De uren dat een gymnastiekzaal niet wordt gebruikt tellen niet mee bij de berekening van het recht of aftrek van btw op kosten van instandhouding van een gymnastiekzaal c.q. een sportzaal. Enkel de werkelijke uren dat de gymnastiekzaal c.q. sportzaal wordt gebruikt zijn relevant voor het bepalen van het recht op aftrek van btw op kosten.

1. Uitgangspunt

De gemeente X procedeert over de vraag hoe moet worden omgegaan met leegstand en btw inzake gymnastiekzalen en één sporthal. Wat zijn de btw-technische aspecten van leegstand? De procedure is ook van belang voor de exploitatie van multifunctionele accommodaties.
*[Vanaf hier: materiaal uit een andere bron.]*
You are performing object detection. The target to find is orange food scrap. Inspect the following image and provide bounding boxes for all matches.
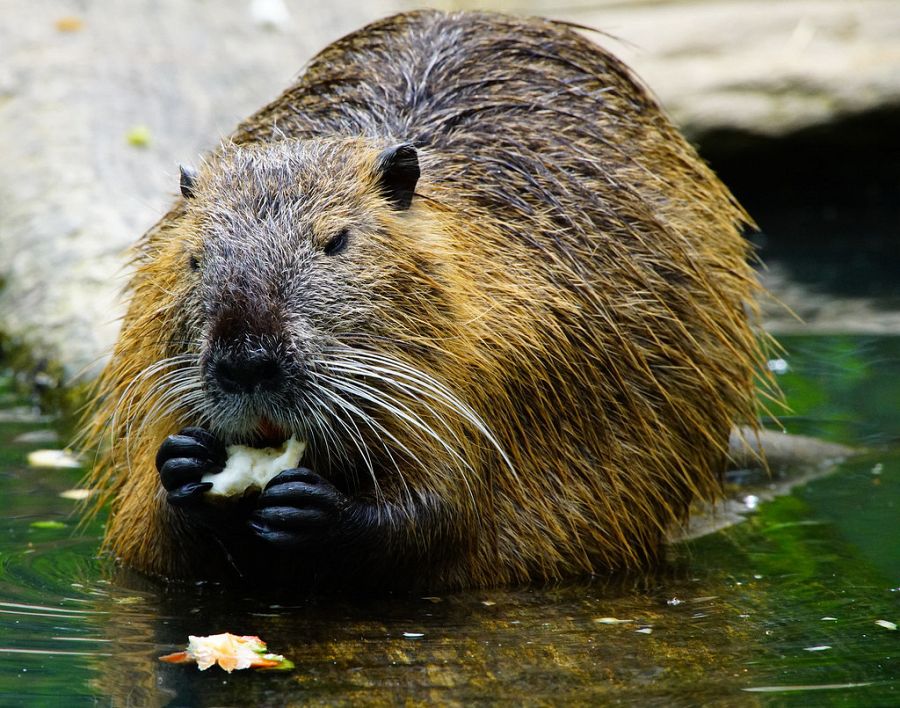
[159,632,294,673]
De gemeente stelt de gemeentelijke binnensportaccommodaties om niet ter beschikking aan basisscholen voor het verzorgen van bewegingsonderwijs. Sportverenigingen moeten betalen voor het gebruik van de gemeentelijke sportaccommodaties. De gemeente heeft recht op teruggaaf van btw op een gedeelte van de btw op de kosten in verband met het gebruik door sportverenigingen dat tot 1 januari 2019 is belast met 6% btw. Naast gebruik om niet, het met btw belaste gebruik staan de gemeentelijke sportaccommodaties ook leeg c.q. worden niet gebruikt. Wat moet btw-technisch met de uren van leegstand worden gedaan?
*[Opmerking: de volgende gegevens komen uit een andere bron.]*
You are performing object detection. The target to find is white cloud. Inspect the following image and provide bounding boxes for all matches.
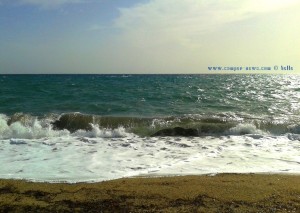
[108,0,300,72]
[115,0,298,46]
[19,0,84,9]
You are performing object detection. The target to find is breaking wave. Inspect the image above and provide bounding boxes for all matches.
[0,113,300,139]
De Belastingdienst neemt het standpunt in dat de btw op de kosten van de exploitatie van de gemeentelijke sportaccommodaties kan worden afgetrokken op basis van een breuk waarbij de teller van die breuk bestaat uit het gebruik dat met btw is belast en de noemer van de breuk bestaat uit het totaal aantal gebruiksuren. Volgens de gemeente moet leegstand worden aangemerkt als met btw belast gebruik. De gemeente heeft het oogmerk om leegstand in te vullen met btw belast gebruik. De gemeente heeft de procedures bij de rechtbank en het gerechtshof verloren en heeft beroep in cassatie ingesteld bij de Hoge Raad. De Hoge Raad bevestigt in zijn arrest van 10 januari 2020, nr. 18/00350 het oordeel van het Gerechtshof Arnhem-Leeuwarden. Het recht op aftrek c.q. teruggaaf van btw op de kosten moet in de uitgeprocedeerde casus worden bepaald op basis van de breuk daadwerkelijke uren belaste verhuur/daadwerkelijke uren totaal gebruik.

2. Procedure

2.1. Uitspraak Rechtbank

De voorgestelde wijze van berekening van het recht op teruggaaf van btw doet volgens de Rechtbank geen recht aan de werkelijkheid. Het voornemen om de leegstandsuren belast met btw te verhuren kan volgens de Rechtbank nooit worden gerealiseerd. De markt in de gemeente is volgens de Rechtbank onvoldoende groot. Slechts een beperkt aantal partijen zijn geïnteresseerd in het gebruik van de binnensportaccommodaties. De scholen voor voortgezet onderwijs en bestaande sportverenigingen maken al gebruik van de sportaccommodaties. De gemeentelijke binnensportaccommodaties mogen alleen worden gebruikt voor sport hetgeen het aantal gebruikers verder beperkt. Gebruik door sportverenigingen uit andere gemeenten is onvoldoende structureel en substantieel. De breuk (uren belast gebruik binnensportaccommodaties + incidentele verhuur)/(uren belast gebruik + uren gebruik basisonderwijs) doet volgens de rechtbank meer recht aan de werkelijkheid.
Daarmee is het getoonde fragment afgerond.